There were lots of stars in the 1976 Macy’s Thanksgiving Day Parade—the 50th edition of the event. But those are the only two I cared about the last time I watched it, when I was seven. And also the only two I care about now, as I watch the parade again on the miracle of YouTube, and try to take us back.
This was the most boring show every year. I dreaded it. Two hours of old people talking, obscure adults singing show tunes, marching bands marching, baton-twirlers twirling to be endured in order to get two minutes of Santa Claus, who you strongly felt should be hard at work at the North Pole by this point, and not preening in Manhattan.
Still, you couldn’t miss Santa Claus—and anyway, Gramma was doing terrible things with “giblets” down in the kitchen.

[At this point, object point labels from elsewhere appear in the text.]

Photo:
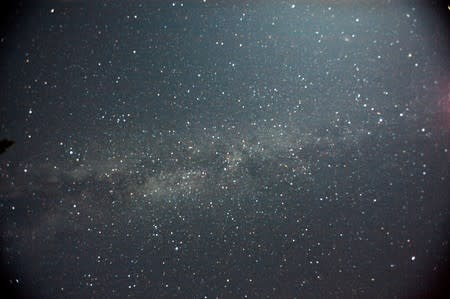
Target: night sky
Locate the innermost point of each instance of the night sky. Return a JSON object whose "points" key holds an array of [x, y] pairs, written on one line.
{"points": [[232, 149]]}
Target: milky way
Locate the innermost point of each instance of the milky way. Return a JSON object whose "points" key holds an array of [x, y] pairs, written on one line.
{"points": [[198, 150]]}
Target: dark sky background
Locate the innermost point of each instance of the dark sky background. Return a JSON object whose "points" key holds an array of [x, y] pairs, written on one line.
{"points": [[205, 149]]}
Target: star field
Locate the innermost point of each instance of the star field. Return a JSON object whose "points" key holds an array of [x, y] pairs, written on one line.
{"points": [[199, 149]]}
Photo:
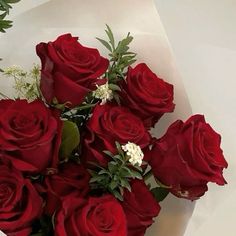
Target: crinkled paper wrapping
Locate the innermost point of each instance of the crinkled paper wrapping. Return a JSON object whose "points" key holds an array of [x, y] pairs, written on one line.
{"points": [[36, 21]]}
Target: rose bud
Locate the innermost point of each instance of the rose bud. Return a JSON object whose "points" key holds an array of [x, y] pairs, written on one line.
{"points": [[97, 216], [20, 204], [109, 124], [72, 179], [69, 70], [140, 208], [146, 95], [187, 157], [31, 134]]}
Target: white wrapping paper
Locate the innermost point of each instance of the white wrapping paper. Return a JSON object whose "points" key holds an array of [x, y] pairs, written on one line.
{"points": [[45, 20]]}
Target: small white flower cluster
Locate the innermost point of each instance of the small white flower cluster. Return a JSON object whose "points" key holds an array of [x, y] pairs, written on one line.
{"points": [[134, 152], [104, 93]]}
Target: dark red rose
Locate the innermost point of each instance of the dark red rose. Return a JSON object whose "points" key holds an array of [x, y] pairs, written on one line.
{"points": [[31, 133], [147, 96], [69, 70], [93, 217], [108, 124], [140, 208], [20, 204], [72, 179], [187, 157]]}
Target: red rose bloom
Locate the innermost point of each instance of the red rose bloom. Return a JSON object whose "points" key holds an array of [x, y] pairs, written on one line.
{"points": [[146, 95], [187, 157], [140, 208], [20, 204], [69, 70], [97, 216], [72, 179], [31, 133], [108, 124]]}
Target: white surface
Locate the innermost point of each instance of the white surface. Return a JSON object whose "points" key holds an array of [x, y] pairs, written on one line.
{"points": [[203, 37], [87, 19]]}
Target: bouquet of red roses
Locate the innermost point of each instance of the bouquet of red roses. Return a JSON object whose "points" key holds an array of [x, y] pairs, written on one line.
{"points": [[76, 155]]}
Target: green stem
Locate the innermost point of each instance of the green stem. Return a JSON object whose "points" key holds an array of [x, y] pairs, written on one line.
{"points": [[4, 96], [148, 175]]}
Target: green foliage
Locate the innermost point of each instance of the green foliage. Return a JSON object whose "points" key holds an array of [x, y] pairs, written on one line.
{"points": [[116, 177], [120, 56], [70, 139], [160, 193], [5, 6]]}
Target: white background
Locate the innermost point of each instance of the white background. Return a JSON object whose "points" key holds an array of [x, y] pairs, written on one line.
{"points": [[202, 34]]}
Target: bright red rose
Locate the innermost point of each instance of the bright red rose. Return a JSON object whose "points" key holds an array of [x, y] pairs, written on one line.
{"points": [[140, 208], [20, 204], [72, 179], [30, 133], [69, 70], [147, 96], [187, 157], [108, 124], [97, 216]]}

So you might as well endure this.
And who knew when Evel Knievel might come on, and what he might jump his motorcycle over!
Ed McMahon is hosting this year, and all America’s the sidekick. Parade announcers are Della Reese and McLean Stevenson.

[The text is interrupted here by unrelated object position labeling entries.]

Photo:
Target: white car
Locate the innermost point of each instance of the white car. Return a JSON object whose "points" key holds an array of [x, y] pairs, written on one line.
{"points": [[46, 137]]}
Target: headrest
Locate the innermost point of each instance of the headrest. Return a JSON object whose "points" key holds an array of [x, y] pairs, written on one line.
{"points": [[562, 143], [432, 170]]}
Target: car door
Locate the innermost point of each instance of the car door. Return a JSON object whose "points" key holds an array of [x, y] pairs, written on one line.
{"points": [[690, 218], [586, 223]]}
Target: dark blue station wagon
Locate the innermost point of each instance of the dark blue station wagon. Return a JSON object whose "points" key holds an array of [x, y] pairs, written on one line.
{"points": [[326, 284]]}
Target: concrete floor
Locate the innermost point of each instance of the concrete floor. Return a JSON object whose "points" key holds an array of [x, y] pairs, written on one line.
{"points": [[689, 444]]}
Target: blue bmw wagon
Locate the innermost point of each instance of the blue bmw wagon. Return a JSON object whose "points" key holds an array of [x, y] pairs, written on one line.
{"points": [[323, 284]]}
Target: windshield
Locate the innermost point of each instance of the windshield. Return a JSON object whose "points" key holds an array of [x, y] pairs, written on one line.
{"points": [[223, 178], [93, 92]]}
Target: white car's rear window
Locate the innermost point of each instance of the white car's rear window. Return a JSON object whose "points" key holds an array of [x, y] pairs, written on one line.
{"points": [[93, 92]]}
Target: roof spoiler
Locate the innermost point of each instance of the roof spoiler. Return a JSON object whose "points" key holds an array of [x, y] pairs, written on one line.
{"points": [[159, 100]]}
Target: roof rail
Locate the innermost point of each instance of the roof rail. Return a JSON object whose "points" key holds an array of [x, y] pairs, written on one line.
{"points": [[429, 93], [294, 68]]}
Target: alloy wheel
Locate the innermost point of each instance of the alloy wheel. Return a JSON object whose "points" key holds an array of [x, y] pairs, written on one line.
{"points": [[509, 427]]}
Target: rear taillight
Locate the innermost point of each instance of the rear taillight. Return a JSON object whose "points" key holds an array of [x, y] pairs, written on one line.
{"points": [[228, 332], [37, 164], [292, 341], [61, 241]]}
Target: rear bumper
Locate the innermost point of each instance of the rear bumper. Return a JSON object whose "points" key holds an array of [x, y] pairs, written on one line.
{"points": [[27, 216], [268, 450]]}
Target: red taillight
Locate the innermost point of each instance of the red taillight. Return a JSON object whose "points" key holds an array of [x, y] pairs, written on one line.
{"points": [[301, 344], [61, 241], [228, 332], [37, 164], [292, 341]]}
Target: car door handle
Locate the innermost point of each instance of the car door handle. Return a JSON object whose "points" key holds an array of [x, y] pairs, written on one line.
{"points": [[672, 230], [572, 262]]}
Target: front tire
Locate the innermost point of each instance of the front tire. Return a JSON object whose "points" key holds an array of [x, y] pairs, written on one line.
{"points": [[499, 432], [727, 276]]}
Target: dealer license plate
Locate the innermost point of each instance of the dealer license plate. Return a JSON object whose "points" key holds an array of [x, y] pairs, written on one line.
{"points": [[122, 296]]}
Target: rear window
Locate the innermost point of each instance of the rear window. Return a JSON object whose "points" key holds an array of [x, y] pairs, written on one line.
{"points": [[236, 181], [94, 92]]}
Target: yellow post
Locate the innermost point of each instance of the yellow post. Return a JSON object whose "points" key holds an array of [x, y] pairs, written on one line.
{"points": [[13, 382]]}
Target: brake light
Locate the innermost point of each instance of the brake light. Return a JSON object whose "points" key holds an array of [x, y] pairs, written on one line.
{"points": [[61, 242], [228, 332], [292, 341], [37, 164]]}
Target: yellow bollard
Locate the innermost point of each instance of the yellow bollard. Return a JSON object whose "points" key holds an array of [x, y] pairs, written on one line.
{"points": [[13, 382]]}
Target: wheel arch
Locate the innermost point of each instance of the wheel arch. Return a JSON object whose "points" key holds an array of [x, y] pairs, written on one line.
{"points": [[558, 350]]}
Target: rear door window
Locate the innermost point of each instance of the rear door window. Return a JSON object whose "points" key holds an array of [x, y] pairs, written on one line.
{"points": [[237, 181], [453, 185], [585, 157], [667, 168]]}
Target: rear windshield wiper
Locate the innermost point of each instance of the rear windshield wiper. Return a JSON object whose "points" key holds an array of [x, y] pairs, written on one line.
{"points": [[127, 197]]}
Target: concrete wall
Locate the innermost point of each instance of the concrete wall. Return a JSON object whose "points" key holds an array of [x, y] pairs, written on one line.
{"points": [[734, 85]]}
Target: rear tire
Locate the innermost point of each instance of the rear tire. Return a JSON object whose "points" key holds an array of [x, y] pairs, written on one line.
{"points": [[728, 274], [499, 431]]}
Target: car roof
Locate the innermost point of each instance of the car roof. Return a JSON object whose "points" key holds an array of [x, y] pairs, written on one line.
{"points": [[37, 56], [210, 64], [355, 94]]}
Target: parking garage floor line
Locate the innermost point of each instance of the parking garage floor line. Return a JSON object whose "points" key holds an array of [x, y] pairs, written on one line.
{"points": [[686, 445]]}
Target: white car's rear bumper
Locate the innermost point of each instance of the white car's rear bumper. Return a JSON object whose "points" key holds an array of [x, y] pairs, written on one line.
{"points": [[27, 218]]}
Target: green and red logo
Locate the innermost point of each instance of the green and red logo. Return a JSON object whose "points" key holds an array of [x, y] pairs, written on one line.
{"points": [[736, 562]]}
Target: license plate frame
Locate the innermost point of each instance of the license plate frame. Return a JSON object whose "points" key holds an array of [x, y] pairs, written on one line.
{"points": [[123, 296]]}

Acts include: The New York mounted police, the Tate High School Band, the McDonald’s All-American High School Band, the Bruin Band from Bonnabel Senior High School in Metairie, Louisiana. “The unbelievable Chinese acrobats from Taiwan,” as McMahon describes them. The all-Black Morris Brown College band. The U.S. Military Academy Cadet Glee Club. The U.S. Naval Academy Drum & Bugle Corps. The Air Force Academy Drum & Bugle Corps. The Coast Guard Windjammers? The Rockettes. And a bunch more marching bands, fuck it.

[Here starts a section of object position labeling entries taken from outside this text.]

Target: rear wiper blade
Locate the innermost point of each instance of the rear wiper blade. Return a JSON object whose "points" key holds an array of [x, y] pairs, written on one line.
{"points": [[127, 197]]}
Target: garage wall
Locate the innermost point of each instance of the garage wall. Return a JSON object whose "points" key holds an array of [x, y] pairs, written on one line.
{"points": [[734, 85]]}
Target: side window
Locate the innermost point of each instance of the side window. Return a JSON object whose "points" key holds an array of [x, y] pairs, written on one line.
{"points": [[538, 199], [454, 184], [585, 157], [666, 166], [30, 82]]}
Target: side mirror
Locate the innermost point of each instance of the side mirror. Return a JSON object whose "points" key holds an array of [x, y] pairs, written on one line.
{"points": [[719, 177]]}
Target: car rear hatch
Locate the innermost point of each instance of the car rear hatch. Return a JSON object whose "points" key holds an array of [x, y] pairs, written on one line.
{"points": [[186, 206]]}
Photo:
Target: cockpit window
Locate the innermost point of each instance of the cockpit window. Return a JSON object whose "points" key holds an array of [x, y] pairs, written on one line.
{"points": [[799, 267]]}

Balloons include: A giant turkey, a giant Snoopy. A giant Mickey Mouse. A giant Underdog. Dino the Dinosaur. Bullwinkle. A giant lion, who looks just terrible. Smokey Bear. And a hangover balloon.
“Incidentally,” says announcer Stevenson (who played Colonel Blake on M*A*S*H*): “These are the worst cue cards I’ve ever seen.” Incidentally, indeed.
Exactly who was this spectacle designed for? I couldn’t have known, as a seven-year-old. As a grown father, it makes sense: This might have been genuine entertainment before the TV era. By 1976, it could only have meant to be reassuring background TV, letting the parents believe for one lousy day in the year that nothing shifted permanently in the 1960s and during Watergate, and nothing ever will. Everything, somehow, is still okay.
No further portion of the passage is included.